Câmara aprova projeto que tipifica assédio sexual em espaço público
© Foto: Luís Macedo/Câmara dos Deputados
O plenário da Câmara
dos Deputados aprovou na noite desta quarta-feira, 7, um projeto que
promove mudanças no Código Penal para aumentar a punição para estupro coletivo
e tipificar o crime de "importunação sexual", conhecido pelo assédio
sexual em espaço público.

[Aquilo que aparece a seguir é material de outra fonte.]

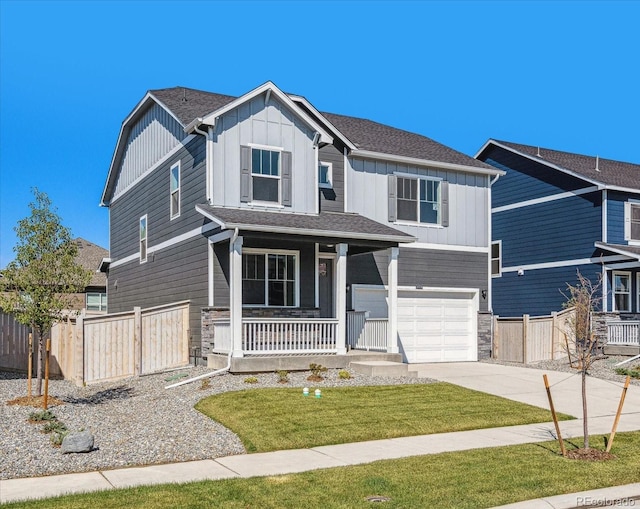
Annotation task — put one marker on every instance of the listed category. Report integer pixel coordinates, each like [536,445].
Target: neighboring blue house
[554,213]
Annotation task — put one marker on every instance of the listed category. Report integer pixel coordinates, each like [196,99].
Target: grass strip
[273,419]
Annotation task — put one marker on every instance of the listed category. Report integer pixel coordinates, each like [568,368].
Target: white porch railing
[366,333]
[625,332]
[289,335]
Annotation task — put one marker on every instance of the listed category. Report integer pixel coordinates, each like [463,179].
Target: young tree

O projeto integra a pauta da bancada feminina na
semana em que se comemora o Dia Internacional da Mulher. A matéria seguirá para o
Senado.
Impactados pelos casos de
constrangimento de mulheres em transportes coletivos, os deputados incluíram na
legislação o tipo penal "importunação sexual", que consiste em
praticar, sem a anuência, o ato libidinoso com o objetivo de satisfazer o
assediador. O projeto prevê pena de reclusão de um a cinco anos.

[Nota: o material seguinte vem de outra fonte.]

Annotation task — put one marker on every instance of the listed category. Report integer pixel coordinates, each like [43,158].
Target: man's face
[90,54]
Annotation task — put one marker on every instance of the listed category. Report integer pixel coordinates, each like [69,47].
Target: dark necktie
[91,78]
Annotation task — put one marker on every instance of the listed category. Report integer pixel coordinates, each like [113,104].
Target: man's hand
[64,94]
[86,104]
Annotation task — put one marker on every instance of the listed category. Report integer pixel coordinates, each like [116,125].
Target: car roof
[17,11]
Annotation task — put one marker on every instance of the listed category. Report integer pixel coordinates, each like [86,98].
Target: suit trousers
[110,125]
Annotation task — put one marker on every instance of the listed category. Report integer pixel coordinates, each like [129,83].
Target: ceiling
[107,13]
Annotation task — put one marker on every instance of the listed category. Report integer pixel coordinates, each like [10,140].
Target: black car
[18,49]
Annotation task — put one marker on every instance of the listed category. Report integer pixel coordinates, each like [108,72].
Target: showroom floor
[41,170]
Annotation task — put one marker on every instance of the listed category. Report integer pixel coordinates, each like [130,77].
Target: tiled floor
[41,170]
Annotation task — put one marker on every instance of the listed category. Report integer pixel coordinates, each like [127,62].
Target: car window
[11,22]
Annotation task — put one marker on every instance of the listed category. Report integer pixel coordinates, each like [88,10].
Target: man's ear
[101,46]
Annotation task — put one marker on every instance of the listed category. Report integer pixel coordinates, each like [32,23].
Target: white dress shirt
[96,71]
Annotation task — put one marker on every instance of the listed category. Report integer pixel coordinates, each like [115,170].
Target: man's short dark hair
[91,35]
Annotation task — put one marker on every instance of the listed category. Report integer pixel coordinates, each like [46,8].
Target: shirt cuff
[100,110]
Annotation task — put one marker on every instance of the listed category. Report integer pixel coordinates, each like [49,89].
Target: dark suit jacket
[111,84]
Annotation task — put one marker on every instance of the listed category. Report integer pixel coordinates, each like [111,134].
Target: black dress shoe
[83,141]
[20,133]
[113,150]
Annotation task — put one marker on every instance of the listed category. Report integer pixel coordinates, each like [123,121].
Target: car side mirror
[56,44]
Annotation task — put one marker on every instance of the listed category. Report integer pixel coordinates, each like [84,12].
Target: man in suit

"Embora qualquer pessoa possa
ser sujeito ativo dessa prática, esse tipo de constrangimento covarde
geralmente é cometido por homens, tendo como vítimas as mulheres", disse a
deputada Maria do Rosário (PT-RS). "O projeto preenche uma lacuna no
Código Penal e dará mais segurança às mulheres."

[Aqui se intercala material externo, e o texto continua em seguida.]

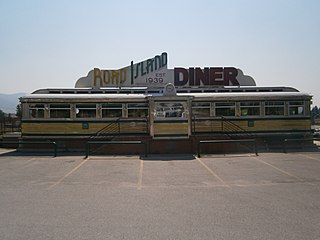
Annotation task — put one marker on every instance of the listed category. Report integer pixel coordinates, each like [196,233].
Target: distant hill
[9,102]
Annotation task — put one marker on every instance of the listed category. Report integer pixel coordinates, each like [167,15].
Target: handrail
[110,128]
[228,141]
[236,127]
[18,143]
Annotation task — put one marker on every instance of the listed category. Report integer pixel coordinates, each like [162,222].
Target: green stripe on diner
[82,134]
[171,135]
[250,132]
[249,119]
[170,121]
[81,121]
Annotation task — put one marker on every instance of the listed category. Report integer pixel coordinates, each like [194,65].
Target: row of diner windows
[88,110]
[141,110]
[248,108]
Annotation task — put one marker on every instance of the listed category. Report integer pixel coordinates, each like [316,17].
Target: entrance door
[171,119]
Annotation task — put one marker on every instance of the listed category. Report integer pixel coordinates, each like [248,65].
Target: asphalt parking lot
[238,196]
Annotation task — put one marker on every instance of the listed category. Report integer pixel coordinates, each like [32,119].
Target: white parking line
[282,171]
[68,174]
[213,173]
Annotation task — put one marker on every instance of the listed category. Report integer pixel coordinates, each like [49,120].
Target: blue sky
[47,44]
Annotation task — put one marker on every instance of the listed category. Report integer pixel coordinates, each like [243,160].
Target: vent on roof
[54,91]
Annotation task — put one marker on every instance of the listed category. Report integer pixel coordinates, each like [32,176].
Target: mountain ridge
[9,101]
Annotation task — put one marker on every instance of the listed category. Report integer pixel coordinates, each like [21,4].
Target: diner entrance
[170,118]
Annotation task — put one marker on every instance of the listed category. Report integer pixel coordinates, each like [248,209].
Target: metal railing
[110,130]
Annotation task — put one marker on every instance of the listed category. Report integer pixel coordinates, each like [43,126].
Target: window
[111,110]
[225,109]
[274,108]
[138,110]
[201,109]
[250,108]
[86,110]
[36,110]
[170,110]
[296,108]
[59,110]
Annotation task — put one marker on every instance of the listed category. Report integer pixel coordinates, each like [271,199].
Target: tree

O projeto também tipifica como crime
a divulgação de cena de estupro ou que faça apologia que induza a prática. Também
foi incluído no projeto a propagação de cena de sexo, nudez ou pornografia sem
o consentimento da vítima. A pena prevista para esses casos é de um a cinco
anos de prisão.
Nestes casos, a pena será aumentada
em dois terços se o crime for praticado por alguém que mantém ou tenha mantido
relação íntima com a vítima, ou com objetivo de vingança ou humilhação. O texto
diz que não haverá crime se a divulgação for de natureza jornalística,
científica, cultural ou acadêmica, desde que não haja identificação da vítima,
se ela for maior de 18 anos e autorizar a divulgação.
O induzimento ou instigação do crime
contra a dignidade sexual também passa a ser tipificado no projeto, com pena de
um a três anos de prisão. "É um projeto que inova no Código Penal. É uma
legislação moderna, atual proporcional", disse o deputado Marcos Rogério
(DEM-RR).
Estupro
A proposta aprovada nesta quarta
endurece a punição para o estupro coletivo e o chamado "estupro
corretivo" - termo usado para denominar situações onde o agressor abusa
sexualmente da vítima com o objetivo de "corrigir" seu comportamento
sexual. Nestes casos, a pena será aumentada em um terço. Nos casos de estupro
corretivo, a pena é acrescida em metade se o agente é parente, tutor,
empregador da vítima ou pessoa que exerça autoridade sobre a vítima. Hoje, a
pena para casos de estupro varia de seis a 10 anos de prisão e estupro de
vulnerável varia de oito a 15 anos de reclusão.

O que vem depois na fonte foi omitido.